Summary: | 碩士 === 國立臺北科技大學 === 電機工程系碩士班 === 91 === With the rapidly growing number of mobile phone users, the promising market of mobile commerce is receiving much attention. However, how to verify customer’s identity is an issue of the first importance to such service. Among all biometrics, human speech has been recognized as one of the most convenient features for verifying personal identification. Therefore, the main purpose of this study is to evaluate and improve the performance of speaker recognition over real GSM environment. In addition, we also investigate the speaker recognition performance under diverse noisy environments.
For performance evaluation, an GMM-based text-independent speaker recognition system is implemented by employing the Mel-Frequency Cepstral Coefficients (MFCCs) extracted from artificial synthesized speech and real GSM speech. Evaluation results obtained from baseline experiments demonstrate that environmental mismatch is a major factor that significantly degrades recognition accuracy. To overcome this difficulty, we first investigate the applicability of several popular speech recognition compensation schemes to speaker recognition. Experimental results show that only limited improvement is obtained.
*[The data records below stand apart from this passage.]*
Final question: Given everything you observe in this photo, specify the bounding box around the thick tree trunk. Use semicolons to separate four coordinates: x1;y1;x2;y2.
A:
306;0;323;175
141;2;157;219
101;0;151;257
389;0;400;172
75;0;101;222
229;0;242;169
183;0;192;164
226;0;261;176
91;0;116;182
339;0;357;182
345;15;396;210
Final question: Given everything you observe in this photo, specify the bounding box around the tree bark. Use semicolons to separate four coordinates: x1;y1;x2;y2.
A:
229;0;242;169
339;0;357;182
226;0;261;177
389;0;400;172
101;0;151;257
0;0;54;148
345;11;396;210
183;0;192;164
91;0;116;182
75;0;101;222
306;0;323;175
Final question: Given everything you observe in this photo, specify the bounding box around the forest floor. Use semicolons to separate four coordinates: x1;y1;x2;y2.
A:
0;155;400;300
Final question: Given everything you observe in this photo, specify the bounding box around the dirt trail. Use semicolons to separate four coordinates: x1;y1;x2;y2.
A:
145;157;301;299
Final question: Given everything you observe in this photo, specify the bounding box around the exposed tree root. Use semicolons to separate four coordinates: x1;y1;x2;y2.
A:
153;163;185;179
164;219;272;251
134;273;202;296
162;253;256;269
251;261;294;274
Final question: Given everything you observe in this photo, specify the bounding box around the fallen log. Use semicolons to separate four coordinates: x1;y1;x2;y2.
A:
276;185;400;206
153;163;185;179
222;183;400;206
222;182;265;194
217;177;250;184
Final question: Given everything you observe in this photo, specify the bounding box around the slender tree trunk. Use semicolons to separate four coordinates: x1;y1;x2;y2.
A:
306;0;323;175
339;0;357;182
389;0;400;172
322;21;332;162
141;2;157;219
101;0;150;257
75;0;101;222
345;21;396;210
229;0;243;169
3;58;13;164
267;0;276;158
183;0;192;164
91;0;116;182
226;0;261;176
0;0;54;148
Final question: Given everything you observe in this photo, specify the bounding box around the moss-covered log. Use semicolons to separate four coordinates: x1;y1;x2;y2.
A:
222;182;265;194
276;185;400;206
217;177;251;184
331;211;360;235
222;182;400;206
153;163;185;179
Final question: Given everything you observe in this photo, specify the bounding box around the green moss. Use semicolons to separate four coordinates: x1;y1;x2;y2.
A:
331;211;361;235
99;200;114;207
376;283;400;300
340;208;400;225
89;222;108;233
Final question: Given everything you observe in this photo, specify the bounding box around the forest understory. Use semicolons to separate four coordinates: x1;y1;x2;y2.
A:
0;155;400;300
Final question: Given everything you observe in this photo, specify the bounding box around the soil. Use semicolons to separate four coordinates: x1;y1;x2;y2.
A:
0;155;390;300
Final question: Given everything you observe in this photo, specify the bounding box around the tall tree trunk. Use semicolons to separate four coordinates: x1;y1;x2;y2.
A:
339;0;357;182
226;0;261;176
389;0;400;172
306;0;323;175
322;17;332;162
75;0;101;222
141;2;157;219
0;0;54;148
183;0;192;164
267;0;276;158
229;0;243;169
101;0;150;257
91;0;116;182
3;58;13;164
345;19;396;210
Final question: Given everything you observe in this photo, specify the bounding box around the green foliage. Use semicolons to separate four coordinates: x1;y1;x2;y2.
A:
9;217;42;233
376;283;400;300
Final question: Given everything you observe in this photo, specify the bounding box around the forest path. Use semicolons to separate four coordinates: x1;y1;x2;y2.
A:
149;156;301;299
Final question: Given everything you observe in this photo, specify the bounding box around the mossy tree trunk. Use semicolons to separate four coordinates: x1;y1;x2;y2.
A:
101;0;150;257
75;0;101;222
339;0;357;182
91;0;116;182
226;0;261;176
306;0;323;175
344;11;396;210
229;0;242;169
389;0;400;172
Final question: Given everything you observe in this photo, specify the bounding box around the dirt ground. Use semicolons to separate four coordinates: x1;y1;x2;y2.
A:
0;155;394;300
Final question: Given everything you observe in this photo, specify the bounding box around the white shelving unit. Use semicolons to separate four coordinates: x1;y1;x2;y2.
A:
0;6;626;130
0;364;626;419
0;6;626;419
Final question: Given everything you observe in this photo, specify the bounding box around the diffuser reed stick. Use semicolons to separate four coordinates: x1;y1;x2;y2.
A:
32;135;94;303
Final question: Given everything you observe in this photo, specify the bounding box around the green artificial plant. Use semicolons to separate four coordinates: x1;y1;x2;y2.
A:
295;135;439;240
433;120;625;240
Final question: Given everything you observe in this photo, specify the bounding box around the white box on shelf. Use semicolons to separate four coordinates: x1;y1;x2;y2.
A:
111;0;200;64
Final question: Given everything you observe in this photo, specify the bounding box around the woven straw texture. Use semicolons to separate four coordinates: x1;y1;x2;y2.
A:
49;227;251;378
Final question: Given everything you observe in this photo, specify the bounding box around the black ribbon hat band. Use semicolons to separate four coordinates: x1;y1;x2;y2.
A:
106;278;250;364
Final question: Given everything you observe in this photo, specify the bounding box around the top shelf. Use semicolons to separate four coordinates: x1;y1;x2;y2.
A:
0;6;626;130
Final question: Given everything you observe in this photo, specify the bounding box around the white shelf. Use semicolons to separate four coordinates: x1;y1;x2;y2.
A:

For further alleviating the adverse effects of mismatch, two novel strategies based on multi-environment model selection are proposed, which include (1) speech adaptive detection (SAD) based model selection scheme, and (2) integrated model based selection scheme. The results indicate that the first approach can yield recognition accuracy comparable to the matched conditions with a considerable reduction in computational complexity. On the other hand, the second approach is more robust to unknown noisy conditions and its accuracy is very close to the first one.
|